La Fundación José Saramago, que preside Pilar del Río, prepara la edición del material inédito del escritor portugués y un nuevo libro que recreará los días previos y la reacción al Nobel de Literatura.
Pilar del Río, viuda del escritor, con el cartel de Saramago de la Universidad Menéndez Pelayo.  (Bustamante)

“Vengo de leer una no novela, con un no argumento, unos no personajes y un no conflicto. Y es tremendo. Este tipo solo tiene que sentarse en la puerta de su casa a esperar el Nobel”.

El que hablaba era Francisco Umbral, la no novela era “Todos los nombres” y el “tipo” era José Saramago, que recibiría el máximo galardón de la literatura mundial apenas dos meses más tarde.

Esa es tan solo una de las anécdotas que atesora Pilar del Río, presidenta de la Fundación José Saramago y viuda del escritor.

Justo dos décadas después de aquel coloquio literario, la periodista ha vuelto a la capital cántabra para anticipar las celebraciones del Nobel, que comenzarán a partir del 8 de octubre de este mismo año.

“Los aniversarios y las efemérides son la mejor oportunidad para volver a reivindicar a Saramago y acercarlo a las nuevas generaciones”, dijo.

Además de la noticia de la publicación del sexto tomo inédito de Los Cuadernos de Lanzarote, que conocíamos a principios de julio, del Río aprovechó para anunciar un nuevo libro: el periodista brasileño Ricardo Viel, subdirector de la Fundación, ha reconstruido a modo de reportaje periodístico los días previos a la concesión del galardón y, sobre todo, los posteriores y la reacción de Saramago.

A través de los diarios personales del autor, notas y entrevistas con sus más allegados, un país levantado en alegría hablará también de la reconciliación que supuso el Nobel, tanto para la sociedad portuguesa consigo misma, como para el propio Saramago, alejado tímidamente de su tierra después de la polémica publicación de El evangelio según Jesucristo.

“Es bastante más fácil querer al abuelo agricultor que se pasa la vida abrazando árboles que al padre policía de la dictadura”, confiesa, consciente, Pilar del Río en su retrato de la personalidad de Saramago.

“No había enfrentamiento posible entre el José ciudadano y el escritor. Comprometidos somos todos, decía, unos con la política y otros con su cuenta corriente. Lo que más claro tenía es que nunca haría de la literatura un panfleto“.

Esa manera omnímoda de entender la literatura, en palabras de una de las personas que mejor lo pudo conocer, no es más que una concepción periodística de la escritura:

“El estilo de Saramago se asienta en la posibilidad y necesidad de expresar todas las voces y todos los puntos de vista. No es Dios omnisciente, es un periodista que tiene que contar desde varios puntos de vista para que el relato sea lo más verosímil posible“, afirma.

La que fuera traductora del portugués desde 1997 también reveló los aspectos más costumbristas de su relación personal: “La única vez que le discutí algo de sus libros, casi me retira la palabra“, comienza el relato irónica.

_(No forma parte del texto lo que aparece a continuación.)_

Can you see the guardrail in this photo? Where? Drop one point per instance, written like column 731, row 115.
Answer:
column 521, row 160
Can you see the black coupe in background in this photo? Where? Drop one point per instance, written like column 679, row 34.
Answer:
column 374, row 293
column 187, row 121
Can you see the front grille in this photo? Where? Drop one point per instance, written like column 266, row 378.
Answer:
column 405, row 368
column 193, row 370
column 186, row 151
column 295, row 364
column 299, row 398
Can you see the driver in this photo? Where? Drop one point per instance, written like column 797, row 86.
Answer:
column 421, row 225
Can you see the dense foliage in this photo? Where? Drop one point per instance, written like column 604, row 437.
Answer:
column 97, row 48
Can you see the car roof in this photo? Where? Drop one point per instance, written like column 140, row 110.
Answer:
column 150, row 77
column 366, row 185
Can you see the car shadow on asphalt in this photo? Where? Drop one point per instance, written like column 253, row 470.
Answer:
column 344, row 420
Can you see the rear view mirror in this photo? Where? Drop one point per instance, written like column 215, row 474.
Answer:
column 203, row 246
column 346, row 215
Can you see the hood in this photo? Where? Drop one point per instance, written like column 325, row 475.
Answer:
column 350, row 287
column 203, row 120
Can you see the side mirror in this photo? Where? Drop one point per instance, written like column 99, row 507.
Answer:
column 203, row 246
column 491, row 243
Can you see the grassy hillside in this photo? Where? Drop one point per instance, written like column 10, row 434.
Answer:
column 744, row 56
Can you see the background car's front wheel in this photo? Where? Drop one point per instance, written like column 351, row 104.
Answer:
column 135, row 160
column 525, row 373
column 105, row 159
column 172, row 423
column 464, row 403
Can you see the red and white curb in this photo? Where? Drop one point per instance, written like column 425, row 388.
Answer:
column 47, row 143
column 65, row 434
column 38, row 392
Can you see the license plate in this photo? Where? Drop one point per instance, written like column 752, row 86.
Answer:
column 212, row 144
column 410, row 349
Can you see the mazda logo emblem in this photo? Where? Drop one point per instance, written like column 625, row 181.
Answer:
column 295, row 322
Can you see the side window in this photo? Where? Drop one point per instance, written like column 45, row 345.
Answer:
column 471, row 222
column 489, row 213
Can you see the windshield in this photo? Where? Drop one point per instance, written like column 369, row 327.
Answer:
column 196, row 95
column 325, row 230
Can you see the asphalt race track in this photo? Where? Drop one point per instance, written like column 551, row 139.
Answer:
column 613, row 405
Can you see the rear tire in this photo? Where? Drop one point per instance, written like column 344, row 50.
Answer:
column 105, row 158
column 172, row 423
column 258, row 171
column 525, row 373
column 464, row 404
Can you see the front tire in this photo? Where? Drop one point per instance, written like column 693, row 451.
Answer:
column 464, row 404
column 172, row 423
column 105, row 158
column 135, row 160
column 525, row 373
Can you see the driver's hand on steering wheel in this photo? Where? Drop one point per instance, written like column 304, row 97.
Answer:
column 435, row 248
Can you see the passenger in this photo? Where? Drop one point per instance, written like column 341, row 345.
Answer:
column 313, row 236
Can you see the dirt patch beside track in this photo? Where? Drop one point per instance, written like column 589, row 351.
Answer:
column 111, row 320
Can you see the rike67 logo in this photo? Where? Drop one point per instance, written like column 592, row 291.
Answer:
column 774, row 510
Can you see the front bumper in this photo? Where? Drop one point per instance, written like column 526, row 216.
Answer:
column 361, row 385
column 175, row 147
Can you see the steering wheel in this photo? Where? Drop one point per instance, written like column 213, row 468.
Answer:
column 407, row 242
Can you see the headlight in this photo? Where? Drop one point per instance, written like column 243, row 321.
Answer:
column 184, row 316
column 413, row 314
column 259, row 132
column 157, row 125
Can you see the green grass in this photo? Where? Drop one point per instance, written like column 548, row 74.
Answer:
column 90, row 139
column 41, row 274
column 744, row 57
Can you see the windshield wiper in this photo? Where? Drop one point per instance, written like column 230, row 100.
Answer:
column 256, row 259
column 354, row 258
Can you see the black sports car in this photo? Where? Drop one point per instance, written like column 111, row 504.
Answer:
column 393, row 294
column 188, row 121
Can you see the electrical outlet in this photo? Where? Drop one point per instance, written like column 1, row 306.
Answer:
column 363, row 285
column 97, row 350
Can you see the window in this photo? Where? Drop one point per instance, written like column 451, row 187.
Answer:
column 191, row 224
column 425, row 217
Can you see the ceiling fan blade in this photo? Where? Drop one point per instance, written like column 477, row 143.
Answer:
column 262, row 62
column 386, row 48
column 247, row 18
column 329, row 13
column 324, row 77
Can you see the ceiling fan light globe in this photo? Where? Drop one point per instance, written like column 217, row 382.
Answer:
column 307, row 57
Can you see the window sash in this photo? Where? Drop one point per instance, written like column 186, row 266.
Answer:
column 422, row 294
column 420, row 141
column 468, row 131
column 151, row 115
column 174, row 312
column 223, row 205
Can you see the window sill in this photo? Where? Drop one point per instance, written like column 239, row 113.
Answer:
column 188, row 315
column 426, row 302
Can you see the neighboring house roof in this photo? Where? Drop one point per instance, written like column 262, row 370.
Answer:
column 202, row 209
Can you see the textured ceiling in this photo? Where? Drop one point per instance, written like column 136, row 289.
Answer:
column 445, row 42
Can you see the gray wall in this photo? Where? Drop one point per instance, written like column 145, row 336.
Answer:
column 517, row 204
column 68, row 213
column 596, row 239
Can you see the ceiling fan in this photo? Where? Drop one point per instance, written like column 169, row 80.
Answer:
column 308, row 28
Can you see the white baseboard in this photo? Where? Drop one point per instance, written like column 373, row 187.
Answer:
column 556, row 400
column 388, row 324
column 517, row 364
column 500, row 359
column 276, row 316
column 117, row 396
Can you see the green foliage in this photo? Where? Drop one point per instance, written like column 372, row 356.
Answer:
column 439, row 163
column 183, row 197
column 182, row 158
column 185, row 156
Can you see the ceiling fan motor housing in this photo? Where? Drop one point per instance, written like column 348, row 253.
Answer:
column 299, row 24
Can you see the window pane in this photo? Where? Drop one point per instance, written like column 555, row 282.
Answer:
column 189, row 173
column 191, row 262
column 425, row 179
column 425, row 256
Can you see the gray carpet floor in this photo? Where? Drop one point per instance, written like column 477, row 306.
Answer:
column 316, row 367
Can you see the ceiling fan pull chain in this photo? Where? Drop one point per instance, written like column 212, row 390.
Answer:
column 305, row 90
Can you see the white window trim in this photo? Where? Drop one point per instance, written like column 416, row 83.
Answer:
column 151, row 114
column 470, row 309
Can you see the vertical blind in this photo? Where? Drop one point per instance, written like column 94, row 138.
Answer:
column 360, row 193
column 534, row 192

Y sigue: “Él estaba escribiendo una escena en la que se había ido la luz y se descubría un cadáver a oscuras. Al mismo tiempo, sonaba el contestador de la víctima, dejando escuchar su voz. Le dije que era imposible. O había luz o no sonaba el contestador, las dos cosas que él quería no eran compatibles. ¡Me hizo bajar los plomos para demostrárselo”.

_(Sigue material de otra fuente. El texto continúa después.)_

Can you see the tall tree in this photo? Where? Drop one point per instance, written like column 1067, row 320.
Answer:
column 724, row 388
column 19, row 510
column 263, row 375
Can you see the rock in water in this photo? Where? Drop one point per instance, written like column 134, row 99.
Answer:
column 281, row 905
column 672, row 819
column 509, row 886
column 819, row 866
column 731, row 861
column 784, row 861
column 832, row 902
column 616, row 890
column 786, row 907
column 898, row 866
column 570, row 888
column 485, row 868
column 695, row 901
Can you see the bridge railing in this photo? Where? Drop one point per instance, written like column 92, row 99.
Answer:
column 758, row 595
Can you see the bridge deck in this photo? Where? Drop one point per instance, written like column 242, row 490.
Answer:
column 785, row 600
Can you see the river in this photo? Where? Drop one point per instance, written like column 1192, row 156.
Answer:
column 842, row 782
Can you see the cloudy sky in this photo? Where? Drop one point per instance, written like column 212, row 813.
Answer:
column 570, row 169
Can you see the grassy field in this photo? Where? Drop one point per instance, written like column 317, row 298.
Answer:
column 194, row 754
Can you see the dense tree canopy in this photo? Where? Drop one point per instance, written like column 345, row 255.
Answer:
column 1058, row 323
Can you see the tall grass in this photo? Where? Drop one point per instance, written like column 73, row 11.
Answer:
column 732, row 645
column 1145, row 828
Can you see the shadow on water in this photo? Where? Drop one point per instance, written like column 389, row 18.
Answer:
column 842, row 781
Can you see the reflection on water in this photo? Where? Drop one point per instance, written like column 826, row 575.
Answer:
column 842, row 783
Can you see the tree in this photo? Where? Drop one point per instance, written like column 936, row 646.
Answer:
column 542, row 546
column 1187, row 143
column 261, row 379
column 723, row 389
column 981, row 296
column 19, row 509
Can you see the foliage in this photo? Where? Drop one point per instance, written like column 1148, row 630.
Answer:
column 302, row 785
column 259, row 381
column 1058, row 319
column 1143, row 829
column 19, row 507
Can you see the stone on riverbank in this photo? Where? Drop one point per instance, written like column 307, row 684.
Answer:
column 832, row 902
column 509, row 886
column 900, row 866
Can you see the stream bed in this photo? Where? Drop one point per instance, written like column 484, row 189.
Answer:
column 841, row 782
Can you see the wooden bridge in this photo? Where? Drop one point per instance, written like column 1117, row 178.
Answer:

Anécdotas aparte, el coloquio dirigido por del Río también contó con la presencia de Fernando Gómez Aguilera, escritor y uno de los mayores expertos en la figura de Saramago.

“Para él”, afirmó, “la literatura era como un foco para apuntar al aspecto de la sociedad que más interesante le pareciera en ese momento, pero no para centrarse en ello, sino en la sombra que proyectaría”.

La figura indiferenciada entre el autor de La Caverna y el hombre de a pie, que él mismo definió como la de “buscador de penumbras”, terminó de centrar el encuentro:

“Saramago no era ese personaje férreo que se puede interpretar en sus primeros trabajos ni el más laxo del final, nunca fue un autor previsible, estático u ortodoxo, porque su autenticidad estaba en todos los libros“.

Veinte años después de aquel verano del 98, ya no están aquí ni Umbral, ni Saramago y ni siquiera se entregará el Nobel.

Veinte años después, Coimbra acogerá en octubre el I Congreso internacional que estudia la figura del autor portugués, se publicarán dos nuevos libros y, “con suerte”, como dice del Río, volveremos a hablar de Saramago.